Crispe Ian N, Giannandrea Matthew, Klein Ingo, John Beena, Sampson Bradford, Wuensch Sherry
The Liver Immunobiology Program, David H Smith Center for Vaccine Biology and Immunology, The University of Rochester, Rochester, NY 14642, USA.
Immunol Rev. 2006 Oct;213:101-18. doi: 10.1111/j.1600-065X.2006.00435.x.
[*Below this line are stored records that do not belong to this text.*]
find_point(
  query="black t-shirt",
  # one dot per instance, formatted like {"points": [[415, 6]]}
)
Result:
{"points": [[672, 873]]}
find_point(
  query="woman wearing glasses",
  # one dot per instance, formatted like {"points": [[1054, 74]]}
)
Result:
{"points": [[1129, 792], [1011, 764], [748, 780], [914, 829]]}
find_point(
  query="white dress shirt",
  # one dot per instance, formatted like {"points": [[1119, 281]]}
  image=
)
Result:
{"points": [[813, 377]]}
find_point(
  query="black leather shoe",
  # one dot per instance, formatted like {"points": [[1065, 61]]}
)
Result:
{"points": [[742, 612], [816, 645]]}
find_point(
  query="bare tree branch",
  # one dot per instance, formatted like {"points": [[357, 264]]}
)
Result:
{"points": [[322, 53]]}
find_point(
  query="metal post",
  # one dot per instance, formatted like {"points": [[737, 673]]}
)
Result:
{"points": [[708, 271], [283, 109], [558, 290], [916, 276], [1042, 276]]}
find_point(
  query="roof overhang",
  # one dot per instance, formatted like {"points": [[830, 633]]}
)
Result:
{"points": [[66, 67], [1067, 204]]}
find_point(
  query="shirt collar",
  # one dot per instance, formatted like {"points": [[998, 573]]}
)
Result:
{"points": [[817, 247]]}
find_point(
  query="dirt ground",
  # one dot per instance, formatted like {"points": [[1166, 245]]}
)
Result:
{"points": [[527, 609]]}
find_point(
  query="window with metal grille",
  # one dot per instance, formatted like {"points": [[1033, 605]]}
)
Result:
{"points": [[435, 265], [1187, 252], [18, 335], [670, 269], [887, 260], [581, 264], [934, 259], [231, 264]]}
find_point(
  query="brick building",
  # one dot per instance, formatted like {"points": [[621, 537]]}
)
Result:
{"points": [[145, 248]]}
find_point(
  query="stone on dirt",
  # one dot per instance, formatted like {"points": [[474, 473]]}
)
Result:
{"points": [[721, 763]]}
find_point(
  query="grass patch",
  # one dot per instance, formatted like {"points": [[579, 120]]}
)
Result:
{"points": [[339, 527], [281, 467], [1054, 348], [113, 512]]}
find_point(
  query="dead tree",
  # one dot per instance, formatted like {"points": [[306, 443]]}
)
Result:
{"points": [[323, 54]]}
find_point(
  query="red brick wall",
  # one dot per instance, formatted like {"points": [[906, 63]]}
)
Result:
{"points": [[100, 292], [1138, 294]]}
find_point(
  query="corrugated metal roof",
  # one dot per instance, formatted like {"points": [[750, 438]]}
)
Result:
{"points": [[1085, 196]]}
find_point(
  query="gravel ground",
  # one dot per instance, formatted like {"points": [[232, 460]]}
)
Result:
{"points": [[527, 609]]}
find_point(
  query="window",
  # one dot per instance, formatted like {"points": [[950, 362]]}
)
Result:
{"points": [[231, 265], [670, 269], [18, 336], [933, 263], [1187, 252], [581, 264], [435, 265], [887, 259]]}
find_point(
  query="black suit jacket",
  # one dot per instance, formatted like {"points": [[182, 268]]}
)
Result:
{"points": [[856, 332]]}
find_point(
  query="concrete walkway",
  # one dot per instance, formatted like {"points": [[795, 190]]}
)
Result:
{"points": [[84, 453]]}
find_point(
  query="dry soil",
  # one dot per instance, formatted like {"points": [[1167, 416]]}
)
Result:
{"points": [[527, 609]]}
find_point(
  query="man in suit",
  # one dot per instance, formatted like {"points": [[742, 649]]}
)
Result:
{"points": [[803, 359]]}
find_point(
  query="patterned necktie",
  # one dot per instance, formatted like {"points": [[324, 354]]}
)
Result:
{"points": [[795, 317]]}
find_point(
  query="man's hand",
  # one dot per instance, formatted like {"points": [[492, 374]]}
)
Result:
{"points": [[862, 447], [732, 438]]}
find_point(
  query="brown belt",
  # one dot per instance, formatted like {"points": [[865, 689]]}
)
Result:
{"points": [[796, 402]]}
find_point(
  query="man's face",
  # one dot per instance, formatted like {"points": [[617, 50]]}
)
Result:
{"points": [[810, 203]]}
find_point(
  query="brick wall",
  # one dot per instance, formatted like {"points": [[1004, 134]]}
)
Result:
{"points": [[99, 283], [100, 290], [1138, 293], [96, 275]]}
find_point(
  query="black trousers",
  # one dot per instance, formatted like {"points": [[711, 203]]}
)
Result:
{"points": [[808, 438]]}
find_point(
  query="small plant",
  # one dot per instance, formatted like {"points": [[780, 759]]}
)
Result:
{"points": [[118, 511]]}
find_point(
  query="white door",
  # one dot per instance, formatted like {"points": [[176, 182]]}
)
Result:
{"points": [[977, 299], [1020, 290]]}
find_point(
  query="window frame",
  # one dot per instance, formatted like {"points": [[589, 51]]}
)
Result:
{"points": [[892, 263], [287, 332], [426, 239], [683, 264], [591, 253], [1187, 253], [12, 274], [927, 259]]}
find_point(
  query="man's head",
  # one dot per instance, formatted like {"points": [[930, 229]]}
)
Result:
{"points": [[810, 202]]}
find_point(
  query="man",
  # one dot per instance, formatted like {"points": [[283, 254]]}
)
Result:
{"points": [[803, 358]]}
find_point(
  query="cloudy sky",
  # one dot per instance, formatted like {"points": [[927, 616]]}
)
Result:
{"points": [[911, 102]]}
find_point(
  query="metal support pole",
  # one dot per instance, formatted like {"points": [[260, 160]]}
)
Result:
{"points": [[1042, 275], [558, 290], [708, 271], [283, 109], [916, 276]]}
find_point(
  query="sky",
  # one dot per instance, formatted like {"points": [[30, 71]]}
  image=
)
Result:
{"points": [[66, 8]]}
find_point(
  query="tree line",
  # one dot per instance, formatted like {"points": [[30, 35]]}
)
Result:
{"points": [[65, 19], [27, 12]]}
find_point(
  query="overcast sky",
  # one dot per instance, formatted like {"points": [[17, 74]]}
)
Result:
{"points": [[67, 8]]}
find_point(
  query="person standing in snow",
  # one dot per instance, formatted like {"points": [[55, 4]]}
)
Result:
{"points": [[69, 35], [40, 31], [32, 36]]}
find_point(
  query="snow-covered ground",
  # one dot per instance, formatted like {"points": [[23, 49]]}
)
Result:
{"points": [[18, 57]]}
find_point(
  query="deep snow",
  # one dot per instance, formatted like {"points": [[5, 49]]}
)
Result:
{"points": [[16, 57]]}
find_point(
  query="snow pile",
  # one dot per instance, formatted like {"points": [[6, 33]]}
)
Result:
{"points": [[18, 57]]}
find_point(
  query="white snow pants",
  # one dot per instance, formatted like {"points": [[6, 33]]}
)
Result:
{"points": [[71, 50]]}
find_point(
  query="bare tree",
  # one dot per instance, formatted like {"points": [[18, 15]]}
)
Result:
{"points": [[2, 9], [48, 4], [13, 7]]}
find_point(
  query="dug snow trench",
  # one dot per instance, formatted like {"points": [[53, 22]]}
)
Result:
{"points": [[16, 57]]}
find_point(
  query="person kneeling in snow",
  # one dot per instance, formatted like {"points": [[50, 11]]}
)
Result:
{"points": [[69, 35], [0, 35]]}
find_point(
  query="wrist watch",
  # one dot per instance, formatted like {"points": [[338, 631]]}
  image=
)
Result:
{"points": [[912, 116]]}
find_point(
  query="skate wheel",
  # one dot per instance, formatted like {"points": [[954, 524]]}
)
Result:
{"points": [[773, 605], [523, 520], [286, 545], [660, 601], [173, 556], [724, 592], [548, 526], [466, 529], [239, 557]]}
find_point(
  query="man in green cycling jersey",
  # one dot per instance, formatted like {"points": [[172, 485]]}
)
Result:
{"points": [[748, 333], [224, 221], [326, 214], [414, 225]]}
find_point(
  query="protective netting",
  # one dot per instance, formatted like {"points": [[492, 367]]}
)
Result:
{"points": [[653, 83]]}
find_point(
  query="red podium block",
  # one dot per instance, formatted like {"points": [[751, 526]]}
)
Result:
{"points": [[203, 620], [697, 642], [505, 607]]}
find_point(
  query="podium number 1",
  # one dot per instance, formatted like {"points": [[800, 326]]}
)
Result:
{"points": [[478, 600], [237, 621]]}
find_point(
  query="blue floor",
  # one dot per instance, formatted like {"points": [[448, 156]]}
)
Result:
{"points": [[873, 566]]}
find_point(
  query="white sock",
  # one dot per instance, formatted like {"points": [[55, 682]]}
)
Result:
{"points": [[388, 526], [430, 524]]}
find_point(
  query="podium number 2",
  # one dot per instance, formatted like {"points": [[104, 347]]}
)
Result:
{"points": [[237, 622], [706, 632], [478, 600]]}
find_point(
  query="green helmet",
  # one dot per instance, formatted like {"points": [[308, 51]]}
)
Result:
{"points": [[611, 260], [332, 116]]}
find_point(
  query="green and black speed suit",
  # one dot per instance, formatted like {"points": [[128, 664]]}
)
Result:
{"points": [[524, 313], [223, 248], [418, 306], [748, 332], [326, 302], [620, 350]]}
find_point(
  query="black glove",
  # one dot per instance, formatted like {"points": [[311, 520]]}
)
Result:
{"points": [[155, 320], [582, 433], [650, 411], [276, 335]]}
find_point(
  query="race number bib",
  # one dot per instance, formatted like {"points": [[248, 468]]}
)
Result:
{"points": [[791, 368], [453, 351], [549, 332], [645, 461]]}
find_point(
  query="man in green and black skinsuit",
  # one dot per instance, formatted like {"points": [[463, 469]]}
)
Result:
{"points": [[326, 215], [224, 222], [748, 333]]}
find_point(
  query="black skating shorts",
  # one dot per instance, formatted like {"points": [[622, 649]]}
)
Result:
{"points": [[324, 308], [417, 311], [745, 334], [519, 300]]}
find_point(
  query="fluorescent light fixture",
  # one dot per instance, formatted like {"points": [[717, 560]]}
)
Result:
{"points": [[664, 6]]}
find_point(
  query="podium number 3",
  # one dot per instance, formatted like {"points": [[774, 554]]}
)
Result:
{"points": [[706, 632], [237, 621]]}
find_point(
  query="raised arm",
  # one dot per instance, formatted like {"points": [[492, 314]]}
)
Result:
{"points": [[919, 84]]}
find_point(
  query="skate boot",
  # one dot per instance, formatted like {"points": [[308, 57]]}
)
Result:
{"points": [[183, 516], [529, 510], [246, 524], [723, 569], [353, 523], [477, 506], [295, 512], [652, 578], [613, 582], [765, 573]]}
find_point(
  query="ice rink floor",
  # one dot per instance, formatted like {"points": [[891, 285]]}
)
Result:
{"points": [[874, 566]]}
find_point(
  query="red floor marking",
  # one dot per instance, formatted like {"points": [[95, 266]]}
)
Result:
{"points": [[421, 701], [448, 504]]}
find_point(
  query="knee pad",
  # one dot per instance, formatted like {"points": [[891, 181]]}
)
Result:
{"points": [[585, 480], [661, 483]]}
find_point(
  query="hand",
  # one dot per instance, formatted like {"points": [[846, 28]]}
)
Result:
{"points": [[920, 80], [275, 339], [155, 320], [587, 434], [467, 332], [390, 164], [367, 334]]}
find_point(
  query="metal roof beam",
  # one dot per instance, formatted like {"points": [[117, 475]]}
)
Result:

The liver exhibits a distinctive form of immune privilege, termed liver tolerance, in which orthotopic liver transplantation results in systemic donor-specific T-cell tolerance, while antigens introduced either into hepatocytes or via the portal vein also cause tolerance. Here we argue that the fundamental mechanism driving liver tolerance is likely to be the continuous exposure of diverse liver cell types to endotoxin, derived from the intestinal bacteria. This exposure promotes the expression of a set of cytokines, antigen-presenting molecules, and costimulatory signals that impose T-cell inactivation, partly via effects on liver antigen-presenting cells. The evidence favors clonal deletion mechanisms and is consistent with a role for regulatory T cells but does not support either anergy or immune deviation as important factors in liver tolerance.
肝脏表现出一种独特的免疫赦免形式,称为肝脏耐受性,其中原位肝移植会导致全身性供体特异性T细胞耐受,而引入肝细胞或通过门静脉引入的抗原也会引发耐受。我们认为,驱动肝脏耐受性的基本机制可能是多种肝细胞类型持续暴露于源自肠道细菌的内毒素。这种暴露促进了一组细胞因子、抗原呈递分子和共刺激信号的表达,这些信号部分通过对肝脏抗原呈递细胞的作用使T细胞失活。证据支持克隆清除机制,与调节性T细胞的作用一致,但不支持无反应性或免疫偏离是肝脏耐受性的重要因素。